# rocks that soften water?



## Kyle Lambert (1 Feb 2015)

Hey there ladies and gentlemen. Im looking to get back into the game soon (and have eyed up a freaking lovely 135l tank with which to do so) and i have the misfortune of living in a hard water area. If i could afford the RO kit id be going for it without question but its not an option for me.

I was just wondering if there are any easy to attain rocks or stones that make for good hard scape and that help lower the PH of the water? I would love the help!

Also a little plug for Fintasia in Braintree... had a walk about there earlier today and there was some cracking offers in there today and some really, really nice bits of redmoor (i may have picked up rather a lot of it for some future endeavours).


----------



## ian_m (2 Feb 2015)

Not sure there are any rocks that do this, it is usually calcium carbonate in limestone rocks that dissolves to harden the water.

Why do you want to soften the water ?
Why do you want to lower the pH ?

It is millions of time easier to just work with the water you have got and get on with it. I have 22 Clark hard water, leaves scale everywhere, yet have no trouble breeding simple fish and growing all plants.


----------



## parotet (2 Feb 2015)

Not sure but, while there are rocks that harden the water, I think there are no rocks that soften the water... maybe they can change your pH, but this is probably useless for your purposes.

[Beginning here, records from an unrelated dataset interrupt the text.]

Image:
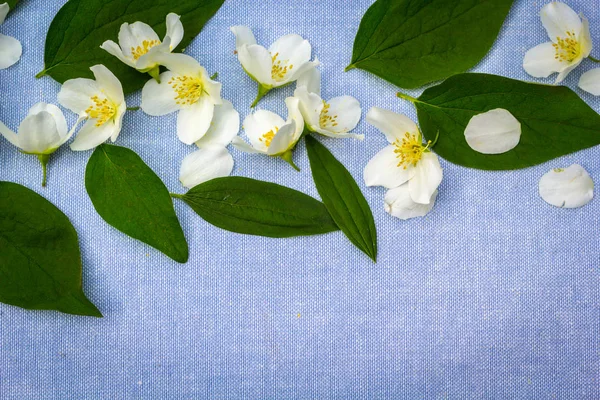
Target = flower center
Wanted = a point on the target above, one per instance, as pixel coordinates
(278, 72)
(409, 150)
(326, 120)
(139, 51)
(188, 90)
(101, 110)
(568, 48)
(267, 138)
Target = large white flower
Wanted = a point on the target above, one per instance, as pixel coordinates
(286, 60)
(186, 88)
(212, 160)
(101, 102)
(269, 134)
(10, 48)
(139, 44)
(570, 43)
(333, 118)
(406, 159)
(41, 133)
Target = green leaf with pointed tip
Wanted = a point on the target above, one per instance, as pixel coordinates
(343, 198)
(414, 42)
(81, 26)
(129, 196)
(40, 261)
(554, 120)
(259, 208)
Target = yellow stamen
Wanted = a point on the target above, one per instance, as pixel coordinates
(567, 49)
(188, 89)
(409, 150)
(101, 110)
(139, 51)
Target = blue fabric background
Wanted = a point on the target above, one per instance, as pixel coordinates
(494, 295)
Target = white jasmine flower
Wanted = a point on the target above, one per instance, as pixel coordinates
(212, 159)
(41, 133)
(590, 82)
(280, 65)
(567, 188)
(570, 43)
(101, 102)
(10, 48)
(139, 44)
(399, 203)
(493, 132)
(333, 118)
(186, 88)
(269, 134)
(406, 159)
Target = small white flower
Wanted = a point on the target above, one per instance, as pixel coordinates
(334, 118)
(406, 159)
(41, 133)
(212, 160)
(571, 42)
(590, 82)
(399, 204)
(493, 132)
(139, 44)
(10, 48)
(186, 88)
(567, 188)
(286, 60)
(269, 134)
(101, 102)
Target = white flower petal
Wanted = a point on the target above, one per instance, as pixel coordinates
(567, 188)
(399, 204)
(10, 51)
(224, 127)
(393, 125)
(257, 63)
(590, 82)
(383, 170)
(159, 98)
(243, 36)
(193, 121)
(558, 19)
(427, 178)
(540, 62)
(174, 30)
(205, 164)
(493, 132)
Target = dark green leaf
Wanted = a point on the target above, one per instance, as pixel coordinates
(81, 26)
(414, 42)
(129, 196)
(40, 262)
(259, 208)
(554, 120)
(343, 198)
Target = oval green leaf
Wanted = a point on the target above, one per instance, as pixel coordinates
(129, 196)
(554, 120)
(40, 262)
(81, 26)
(414, 42)
(252, 207)
(343, 198)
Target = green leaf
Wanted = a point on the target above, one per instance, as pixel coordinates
(40, 262)
(414, 42)
(554, 120)
(343, 198)
(81, 26)
(259, 208)
(129, 196)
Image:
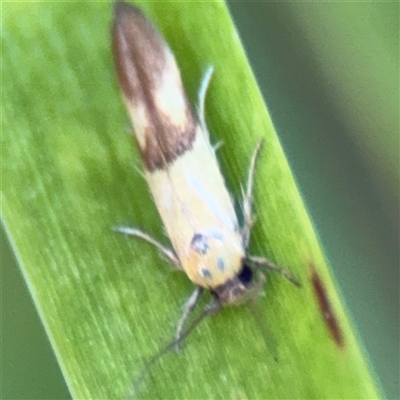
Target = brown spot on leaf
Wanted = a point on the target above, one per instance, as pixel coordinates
(325, 308)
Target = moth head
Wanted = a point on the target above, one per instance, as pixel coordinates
(242, 287)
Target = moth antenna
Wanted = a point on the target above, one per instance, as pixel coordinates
(211, 308)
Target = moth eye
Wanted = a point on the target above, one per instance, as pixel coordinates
(199, 243)
(246, 275)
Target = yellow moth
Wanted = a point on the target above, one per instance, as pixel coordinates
(180, 166)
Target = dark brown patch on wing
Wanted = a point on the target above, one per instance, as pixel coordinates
(326, 308)
(141, 58)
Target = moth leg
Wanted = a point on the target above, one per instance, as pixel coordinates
(248, 198)
(187, 309)
(169, 253)
(265, 263)
(205, 83)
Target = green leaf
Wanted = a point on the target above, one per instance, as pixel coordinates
(109, 303)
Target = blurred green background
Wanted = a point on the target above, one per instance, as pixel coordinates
(329, 73)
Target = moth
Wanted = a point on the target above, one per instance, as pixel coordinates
(180, 166)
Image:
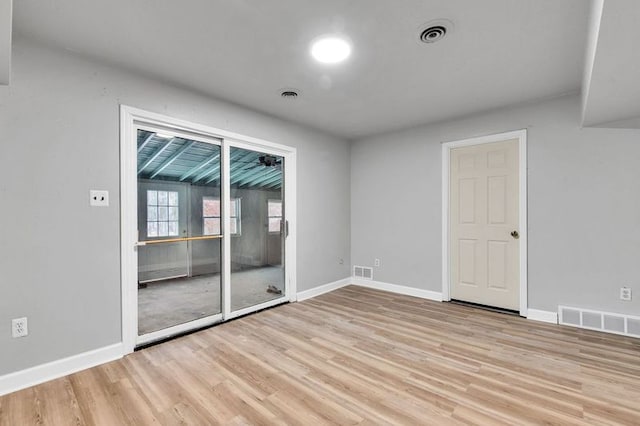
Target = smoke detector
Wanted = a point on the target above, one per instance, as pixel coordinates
(434, 31)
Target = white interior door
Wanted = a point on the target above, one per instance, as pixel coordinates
(484, 224)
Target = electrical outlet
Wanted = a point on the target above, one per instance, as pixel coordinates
(625, 293)
(19, 327)
(98, 198)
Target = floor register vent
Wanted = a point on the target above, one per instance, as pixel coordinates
(608, 322)
(363, 272)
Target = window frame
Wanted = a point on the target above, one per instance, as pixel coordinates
(271, 200)
(237, 217)
(158, 221)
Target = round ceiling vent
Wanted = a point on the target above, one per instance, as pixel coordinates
(289, 94)
(434, 31)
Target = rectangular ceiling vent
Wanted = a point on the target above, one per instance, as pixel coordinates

But as mentioned by Ian, why do you want to lower de pH or soften de water? I use only tap water (GH 26 and KH 11 to 14ish, depending on the season) and I can grow plenty of aquatic plants. I would even say that for the ones I have not been able to grow it was not a matter of the water chemistry but something related to my still poor skills. There is only a very restricted list of plants which are supposed not to do well in hard water (curiously one of them, Rotala macrandra, is growing very healthy in my tank... while others that were supposed to be easier are not thriving ).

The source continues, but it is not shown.